A Social-Legal Analysis of Reforms in the Regulation of Sex Work: The Case Study of End Demand Legislation in Israel
DOI:
https://doi.org/10.19164/ijgsl.v2i1.1254Abstract
This article proposes an innovative approach to analysing legal and policy reforms in the regulation of sex work. Using the development of the Israeli 2019 Prohibition on the Consumption of Prostitution Act (hereinafter: End Demand Law) as a case study, we develop a socio-legal analytical framework which combines three elements: 1) the relationship between the “law on the books” and the “law in action” in the context of sex work policy – what are the distributive outcomes of the act? How is it implemented, who gets impacted by it, to which degree and why? 2) the importance of existing legal and policy baselines to evaluate new policy approaches. We argue that the baseline is key not only to understanding policy trajectories, but also to evaluating differences in perception of ‘End Demand’ legislation in different jurisdictions; 3) the lived experience of those affected by the policy. In our case study, sex workers are the population most directly impacted - we include their voices through interviews as well as secondary sources and focus on their perception of the law and its impact on their lives, options, livelihoods, and feminism.

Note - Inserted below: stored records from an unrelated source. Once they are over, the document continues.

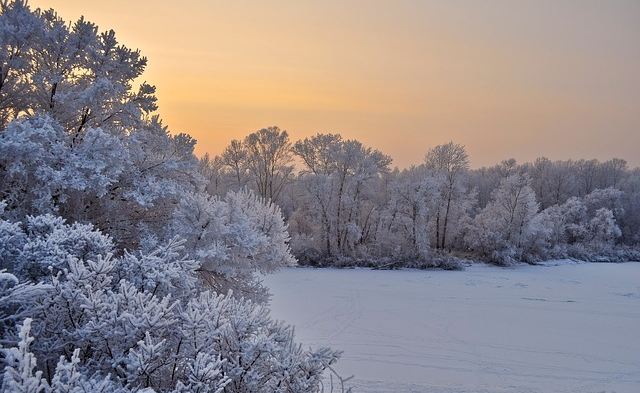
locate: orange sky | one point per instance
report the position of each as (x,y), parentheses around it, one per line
(559,78)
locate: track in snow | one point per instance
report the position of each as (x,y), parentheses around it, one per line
(564,328)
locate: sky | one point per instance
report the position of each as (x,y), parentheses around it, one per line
(508,79)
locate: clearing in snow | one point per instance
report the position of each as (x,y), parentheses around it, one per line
(553,328)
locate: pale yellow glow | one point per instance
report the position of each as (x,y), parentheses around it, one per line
(506,78)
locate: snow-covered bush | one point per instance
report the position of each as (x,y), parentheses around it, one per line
(143,320)
(234,238)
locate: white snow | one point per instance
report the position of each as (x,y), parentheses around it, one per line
(562,328)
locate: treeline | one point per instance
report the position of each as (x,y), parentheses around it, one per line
(345,205)
(118,271)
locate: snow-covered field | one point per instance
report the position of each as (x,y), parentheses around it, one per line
(564,328)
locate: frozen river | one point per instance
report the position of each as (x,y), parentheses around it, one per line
(565,328)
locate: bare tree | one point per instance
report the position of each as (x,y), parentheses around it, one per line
(269,160)
(451,161)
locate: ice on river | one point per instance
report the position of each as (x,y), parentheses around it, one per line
(562,328)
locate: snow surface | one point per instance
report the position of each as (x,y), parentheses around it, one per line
(554,328)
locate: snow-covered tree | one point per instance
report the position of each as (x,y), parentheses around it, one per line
(143,321)
(234,237)
(451,162)
(500,230)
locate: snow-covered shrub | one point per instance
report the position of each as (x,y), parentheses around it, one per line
(234,238)
(501,230)
(144,320)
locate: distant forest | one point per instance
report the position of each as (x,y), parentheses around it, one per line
(346,206)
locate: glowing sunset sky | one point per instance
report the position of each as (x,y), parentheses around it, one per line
(506,78)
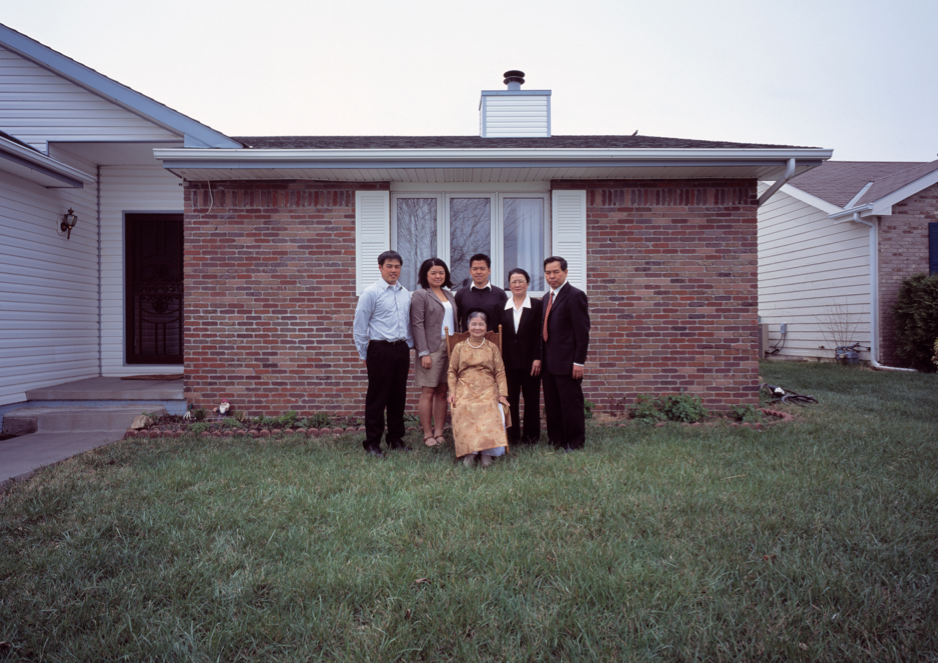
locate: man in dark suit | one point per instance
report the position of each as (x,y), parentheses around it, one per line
(565,330)
(481,295)
(521,350)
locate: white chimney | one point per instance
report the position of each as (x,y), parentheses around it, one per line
(514,112)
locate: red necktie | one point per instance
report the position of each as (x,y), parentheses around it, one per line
(550,302)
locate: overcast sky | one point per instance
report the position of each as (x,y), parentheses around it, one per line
(856,76)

Combining these three elements, our analytical framework is used to evaluate the dynamics of change in the regulation of sex work in the context of the Israeli End Demand Law - how it came about, which baselines it emerged from and which international influences affected it, but also how Israeli anti-prostitution governance feminists influenced the legislative and policymaking process. We pay equal attention to sex workers’ voices not only as the most affected population, but also as political actors, activists and aspiring governance feminists in the Israeli context, who were marginalised in the legislative process.